# Calvinist Cadet Corps or other family camps



## Pergamum (May 25, 2013)

Hello,

I am looking for something for my son during 6-8 months during mid-2014 to early-2015.

Now that the Boy Scouts is no longer a viable option, is the Calvinist Cadet Corps something that would be good for a young boy (who will be about 10). How about missionary kids on 10-month furloughs? Can he get involved enough given travel and transitions?

Also, I am looking for family or homeschooling camps. There is the Big Sandy family camp done by Bill Gothard's group, but I am not a fan of Gothard. 

Also, I don't want to send my child out alone to a camp for a week, even if it is Christian in name (i.e. I'd like to do the camping experience with him). 

Any ideas?


----------



## kvanlaan (Jun 3, 2013)

Yes, yes, and Yes. Do it. He can likely even keep going after you go back in the field with badge work, etc. I know that our Cadet program has a sister program in Kenya. I am not sure when you will be around, but I can get some info for you if you can get me more details. Two of my boys just finished up the program (one even managed to get the servant leader award!) and two more are just about to start. Just let me know how I can help you on this.


----------



## Miss Marple (Jun 3, 2013)

There is also Christian Service Brigade. I have no personal experience with it. There is AWANAS. There are Royal Rangers.


----------



## Pergamum (Jun 3, 2013)

kvanlaan said:


> Yes, yes, and Yes. Do it. He can likely even keep going after you go back in the field with badge work, etc. I know that our Cadet program has a sister program in Kenya. I am not sure when you will be around, but I can get some info for you if you can get me more details. Two of my boys just finished up the program (one even managed to get the servant leader award!) and two more are just about to start. Just let me know how I can help you on this.



Thank you! Thank you! Yes, we come home for 10 months and I think this might be right up Noah's alley. If there are "outdoorsy" badges I am sure Noah will excel. Yes, June 2014 we plan to come home (if we are not swinging by Ethiopia first to pick up a child along the way...pray for that, by the way).

I will be mostly in Saint Louis, but maybe in Los Fresnos, Texas to do some teaching for most of my Stateside stay.

Thanks for the encouragement. I'd love to know more, but don't even know the first things (does he need a uniform, does he need to join a local branch, can we start one here? Can 1689ers join or just WCF or Heidelburgers?)...etc


----------



## Josh Williamson (Jun 3, 2013)

I was involved in the Boys' Brigade. They are worldwide. I'd suggest checking them out. What is interesting is that the scouts came out of the Boys' Brigade, and Baden-Powell felt that the boys were getting too much church, and not enough fieldcraft.


----------



## jawyman (Jun 3, 2013)

Do it, do it, do it.

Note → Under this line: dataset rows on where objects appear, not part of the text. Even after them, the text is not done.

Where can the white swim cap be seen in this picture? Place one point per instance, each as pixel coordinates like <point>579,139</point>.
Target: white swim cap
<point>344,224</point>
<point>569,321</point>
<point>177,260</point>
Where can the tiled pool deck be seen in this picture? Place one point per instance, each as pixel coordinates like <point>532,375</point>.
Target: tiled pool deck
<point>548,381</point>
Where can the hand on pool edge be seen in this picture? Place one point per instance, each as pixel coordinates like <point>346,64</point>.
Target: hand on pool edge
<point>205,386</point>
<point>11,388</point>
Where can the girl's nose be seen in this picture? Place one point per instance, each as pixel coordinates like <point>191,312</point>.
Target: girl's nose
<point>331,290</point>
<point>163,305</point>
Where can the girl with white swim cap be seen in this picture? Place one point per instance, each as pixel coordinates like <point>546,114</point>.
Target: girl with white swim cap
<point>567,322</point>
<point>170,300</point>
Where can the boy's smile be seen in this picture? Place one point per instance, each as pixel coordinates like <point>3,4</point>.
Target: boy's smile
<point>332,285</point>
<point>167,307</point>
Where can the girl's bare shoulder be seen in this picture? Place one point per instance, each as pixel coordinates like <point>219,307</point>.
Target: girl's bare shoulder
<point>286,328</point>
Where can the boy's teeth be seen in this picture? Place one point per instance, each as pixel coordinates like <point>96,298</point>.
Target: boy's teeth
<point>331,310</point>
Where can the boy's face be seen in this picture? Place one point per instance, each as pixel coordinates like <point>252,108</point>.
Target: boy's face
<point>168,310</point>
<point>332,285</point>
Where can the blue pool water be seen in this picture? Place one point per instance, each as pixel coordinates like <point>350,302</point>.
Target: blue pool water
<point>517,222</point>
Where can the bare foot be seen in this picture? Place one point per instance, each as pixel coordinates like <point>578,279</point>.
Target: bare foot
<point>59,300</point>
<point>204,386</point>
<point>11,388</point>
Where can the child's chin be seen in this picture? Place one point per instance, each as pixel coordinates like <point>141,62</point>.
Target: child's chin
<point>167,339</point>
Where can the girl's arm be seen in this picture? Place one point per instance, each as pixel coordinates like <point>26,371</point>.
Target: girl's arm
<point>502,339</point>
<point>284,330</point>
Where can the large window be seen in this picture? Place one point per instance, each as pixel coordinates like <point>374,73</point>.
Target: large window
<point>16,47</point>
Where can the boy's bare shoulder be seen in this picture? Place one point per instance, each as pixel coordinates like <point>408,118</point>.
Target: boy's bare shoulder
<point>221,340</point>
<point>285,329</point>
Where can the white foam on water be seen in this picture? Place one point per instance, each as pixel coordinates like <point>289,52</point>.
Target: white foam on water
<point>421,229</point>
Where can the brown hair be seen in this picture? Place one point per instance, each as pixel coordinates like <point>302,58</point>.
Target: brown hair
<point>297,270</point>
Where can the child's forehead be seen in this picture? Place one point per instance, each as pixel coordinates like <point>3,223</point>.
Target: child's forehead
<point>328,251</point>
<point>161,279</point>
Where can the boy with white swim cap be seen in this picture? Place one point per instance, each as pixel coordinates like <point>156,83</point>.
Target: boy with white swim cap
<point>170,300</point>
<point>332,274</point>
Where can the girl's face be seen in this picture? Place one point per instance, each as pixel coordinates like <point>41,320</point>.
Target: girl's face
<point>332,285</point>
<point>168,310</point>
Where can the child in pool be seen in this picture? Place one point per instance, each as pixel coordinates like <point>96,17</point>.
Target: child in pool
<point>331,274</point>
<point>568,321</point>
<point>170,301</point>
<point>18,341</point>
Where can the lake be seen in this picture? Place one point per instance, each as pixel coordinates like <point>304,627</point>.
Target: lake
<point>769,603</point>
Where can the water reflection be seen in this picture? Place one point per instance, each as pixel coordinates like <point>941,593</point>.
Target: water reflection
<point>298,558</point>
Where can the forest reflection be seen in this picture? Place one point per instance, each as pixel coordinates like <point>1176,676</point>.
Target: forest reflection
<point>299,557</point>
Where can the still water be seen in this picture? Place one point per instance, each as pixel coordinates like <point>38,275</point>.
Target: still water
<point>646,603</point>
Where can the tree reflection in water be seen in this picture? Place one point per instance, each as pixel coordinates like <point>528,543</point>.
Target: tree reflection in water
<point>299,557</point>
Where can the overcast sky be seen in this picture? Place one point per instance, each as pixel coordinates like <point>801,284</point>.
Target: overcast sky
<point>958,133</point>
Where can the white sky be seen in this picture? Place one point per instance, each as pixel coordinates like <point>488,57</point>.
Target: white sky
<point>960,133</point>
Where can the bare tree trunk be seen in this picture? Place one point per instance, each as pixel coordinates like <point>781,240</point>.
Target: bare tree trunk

Cadets is great. My son (8) just loves it! We camp, build rockets, compete in a pinewood derby, and best of all learn about Christ. This is essential the Cadets' mission, "Helping Boys to grow more Christlike in all areas of life."

There are uniforms and supplies, but typically my boy just wears a t-shirt (that is provided). I am thankful everyday for the Cadets. I'll leave you with the goal of cadeting as well as the link to the official website,

_The Goal of Cadeting Luke 2:52 states that "Jesus grew in wisdom and stature, and in favor with God and men." The goal of the Calvinist Cadet Corps, based upon that verse, is to help boys to grow spiritually in all areas of life (devotional, mental, physical, and social) by providing Christian men with a uniquely designed structure, program, and materials so that they can mentor boys effectively.
_

The Calvinist Cadet Corps

Also, depending on where you live the Machen Retreat Center has a lot of camps for homeschoolers.


MACHEN RETREAT AND CONFERENCE CENTER - VIRGINIA
(Presbytery of the Mid-Atlantic)
Machen Retreat and Conference Center, McDowell, Virginia
Young Adult Conference, May 29 - June 1, 2013
Home Missions Conference, June 21 - 23, 2013
Science Camp, July 8 - 13, 2013
Music Camp, July 25 - 28, 2013
Marriage & Family Conference, Aug. 14 - 17, 2013
Labor Day Family Conference, Aug. 30 - Sept. 2, 2013
Fall Singles Retreat, Oct. 4 - 5, 2013
Ladies Retreat, Oct. 11 - 12, 2013
Contact: Director
434-946-2913
Website: Machen.org


----------



## JM (Jun 3, 2013)

My son was a Calvinist Cadet for 2 years and we found it was pretty much a secular group. No scripture or Bible reading, just games, wood crafts and archery.


----------



## kvanlaan (Jun 3, 2013)

> My son was a Calvinist Cadet for 2 years and we found it was pretty much a secular group. No scripture or Bible reading, just games, wood crafts and archery.



Depends on the church - some are so watered down it is like Boy Scouts plus a smattering of Jesus. Get into one run by a URC and you will find much meat. I can even see if you can join ours or a church within the Berean council; some of the executive branch goes to our church.


----------